Looking to buy a home for the first time? The Hartford market is a great place to start.

The Greater Hartford area was named the fourth-best market for first-time buyers according to an annual Bankrate study. Bankrate looked at 13 measures related to affordability, culture, job market, market tightness and safety for the nation’s 50 largest metros. The study includes data from Attom Data Solutions, the FBI’s Uniform Crime Reporting Program, the Gallup-Sharecare Well-Being Index, North Carolina State Bureau of Investigation, Realtor.com and U.S. Census Bureau.

The ranking put Pittsburgh first, Raleigh, North Carolina second, and Oklahoma City third.

The metro regions all have unemployment rates near or below the national average of 3.7 percent and 25- to 44-year-olds in these areas typically earn more than their peers nationwide, according to U.S Census data. Four of the top five best metros had median listing prices below the national median price of $294,800, according to February 2019 data from Realtor.com.

The 2018 median home sale price in Hartford County was $227,000 for a single-family home and $150,000 for a condominium, according to data from The Warren Group, publisher of The Commercial Record.

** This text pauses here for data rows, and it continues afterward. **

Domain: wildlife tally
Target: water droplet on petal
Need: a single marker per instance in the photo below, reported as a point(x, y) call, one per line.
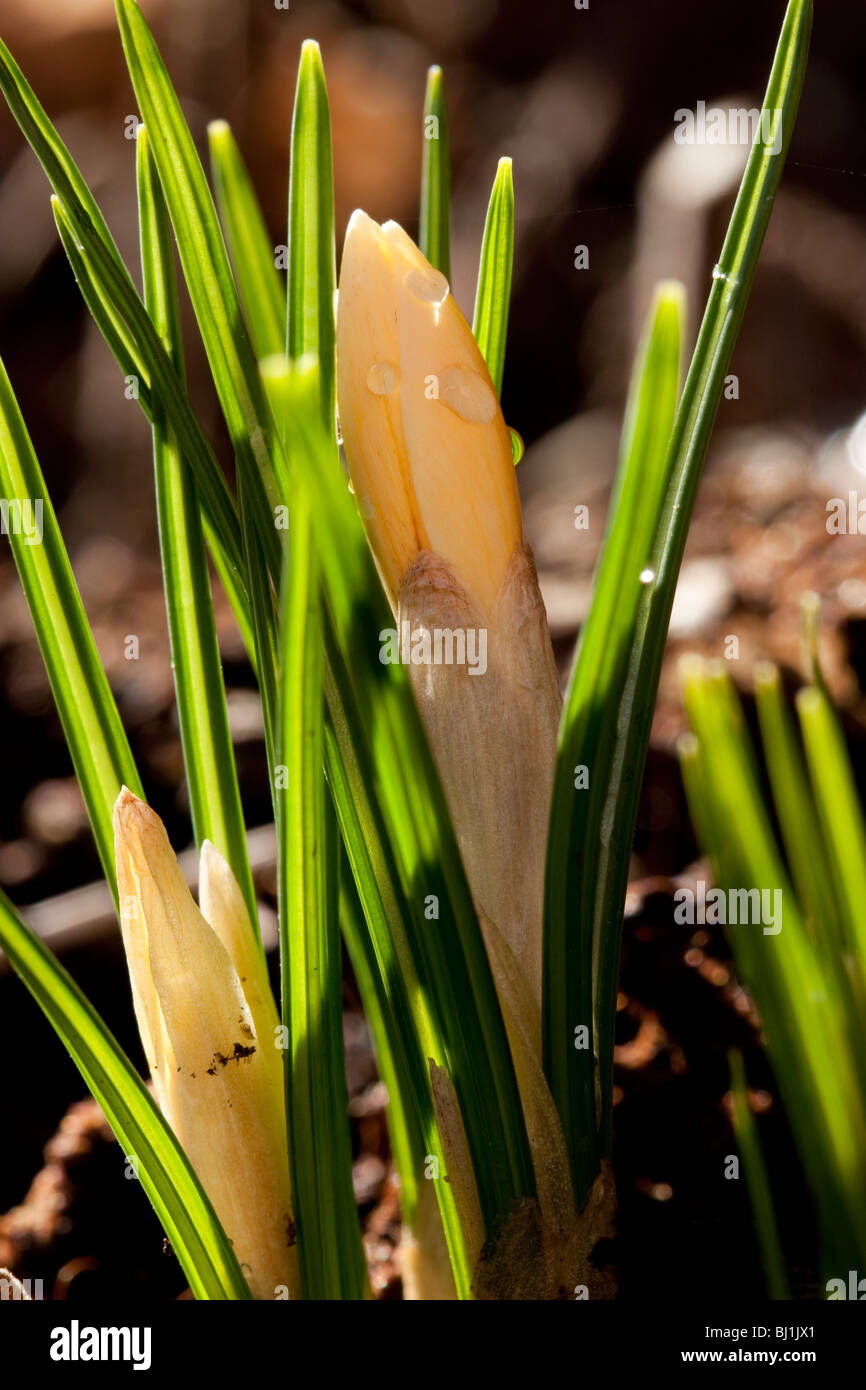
point(382, 378)
point(467, 394)
point(427, 285)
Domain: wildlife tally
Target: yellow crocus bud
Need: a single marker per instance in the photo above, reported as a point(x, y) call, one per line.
point(209, 1029)
point(430, 460)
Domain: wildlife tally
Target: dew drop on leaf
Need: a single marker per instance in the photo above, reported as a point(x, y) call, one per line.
point(427, 285)
point(382, 378)
point(467, 394)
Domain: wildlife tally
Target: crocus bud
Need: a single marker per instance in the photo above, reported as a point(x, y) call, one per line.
point(209, 1029)
point(430, 459)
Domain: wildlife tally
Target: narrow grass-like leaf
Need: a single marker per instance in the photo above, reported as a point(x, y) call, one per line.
point(120, 316)
point(799, 993)
point(403, 1133)
point(758, 1182)
point(840, 812)
point(92, 726)
point(412, 1029)
point(587, 734)
point(209, 756)
point(434, 236)
point(207, 274)
point(794, 806)
point(328, 1235)
point(259, 281)
point(312, 242)
point(142, 357)
point(171, 1186)
point(494, 289)
point(630, 706)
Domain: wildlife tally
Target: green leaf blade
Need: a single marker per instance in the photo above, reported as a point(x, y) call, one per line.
point(494, 288)
point(434, 238)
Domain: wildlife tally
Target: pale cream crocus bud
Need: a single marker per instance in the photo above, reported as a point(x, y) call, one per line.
point(431, 466)
point(209, 1029)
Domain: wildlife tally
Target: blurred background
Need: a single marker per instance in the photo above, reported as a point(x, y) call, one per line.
point(584, 102)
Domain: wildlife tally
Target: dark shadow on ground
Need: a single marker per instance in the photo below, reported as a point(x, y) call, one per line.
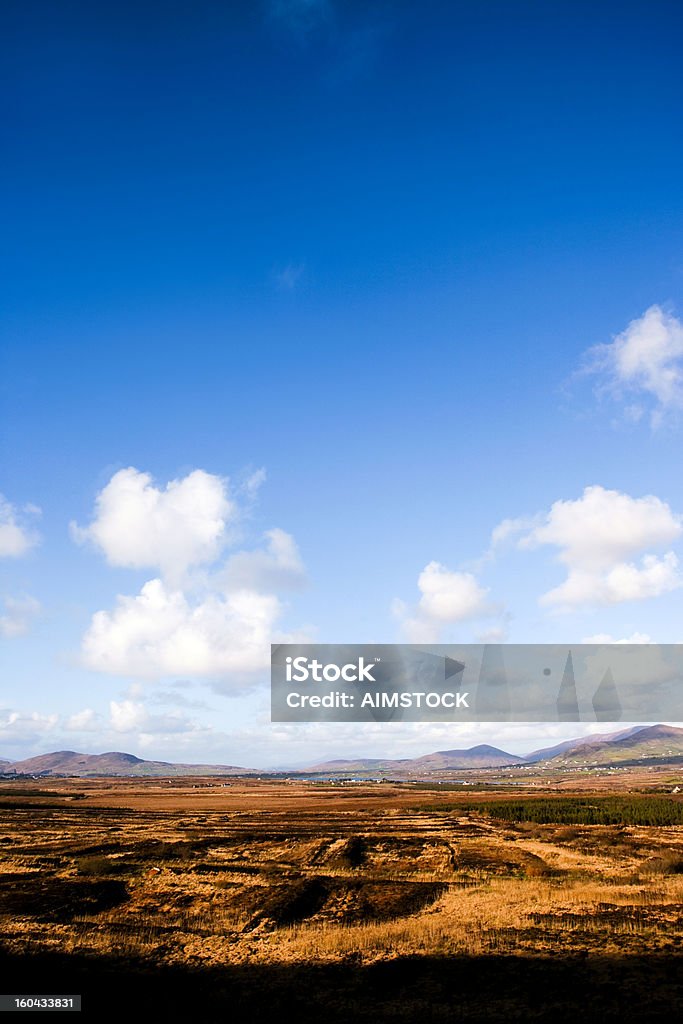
point(420, 989)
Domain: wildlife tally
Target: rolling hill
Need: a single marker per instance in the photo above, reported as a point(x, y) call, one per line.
point(658, 742)
point(112, 763)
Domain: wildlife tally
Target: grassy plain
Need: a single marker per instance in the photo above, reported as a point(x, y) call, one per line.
point(363, 901)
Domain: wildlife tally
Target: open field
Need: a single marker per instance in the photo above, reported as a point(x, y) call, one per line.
point(357, 901)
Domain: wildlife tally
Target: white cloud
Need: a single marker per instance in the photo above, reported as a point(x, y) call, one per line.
point(290, 275)
point(133, 717)
point(596, 536)
point(213, 622)
point(16, 538)
point(18, 727)
point(608, 638)
point(279, 566)
point(446, 597)
point(644, 361)
point(84, 721)
point(301, 16)
point(161, 632)
point(139, 525)
point(17, 614)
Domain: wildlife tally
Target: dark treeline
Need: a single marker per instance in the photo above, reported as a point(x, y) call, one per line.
point(589, 810)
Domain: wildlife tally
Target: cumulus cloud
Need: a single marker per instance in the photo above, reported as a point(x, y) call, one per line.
point(214, 621)
point(161, 632)
point(644, 363)
point(18, 612)
point(446, 597)
point(598, 537)
point(84, 721)
point(133, 717)
point(279, 566)
point(140, 525)
point(16, 537)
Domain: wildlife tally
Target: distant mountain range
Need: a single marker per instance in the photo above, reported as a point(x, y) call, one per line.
point(113, 763)
point(660, 742)
point(643, 743)
point(474, 757)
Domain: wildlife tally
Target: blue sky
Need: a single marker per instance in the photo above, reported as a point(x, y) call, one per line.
point(377, 276)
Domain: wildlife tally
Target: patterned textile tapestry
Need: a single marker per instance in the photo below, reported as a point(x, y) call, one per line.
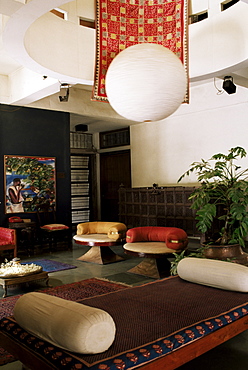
point(123, 23)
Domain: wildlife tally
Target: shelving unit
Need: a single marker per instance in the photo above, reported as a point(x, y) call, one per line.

Many metros near the bottom of the list have plenty of restaurants, bars, recreation options and strong job markets. But their high home prices and tight inventories make these markets challenging for typical first-time buyers.

For-sale homes in the five worst metros only saw 27 to 41 median days on the market in 2018. That’s not a lot of time for buyers, considering the national median was 67 days, according to Realtor.com data. The median listing prices for the bottom five metros ranged from about one and half times to three and a half times that of the national median price of $294,800, the data show.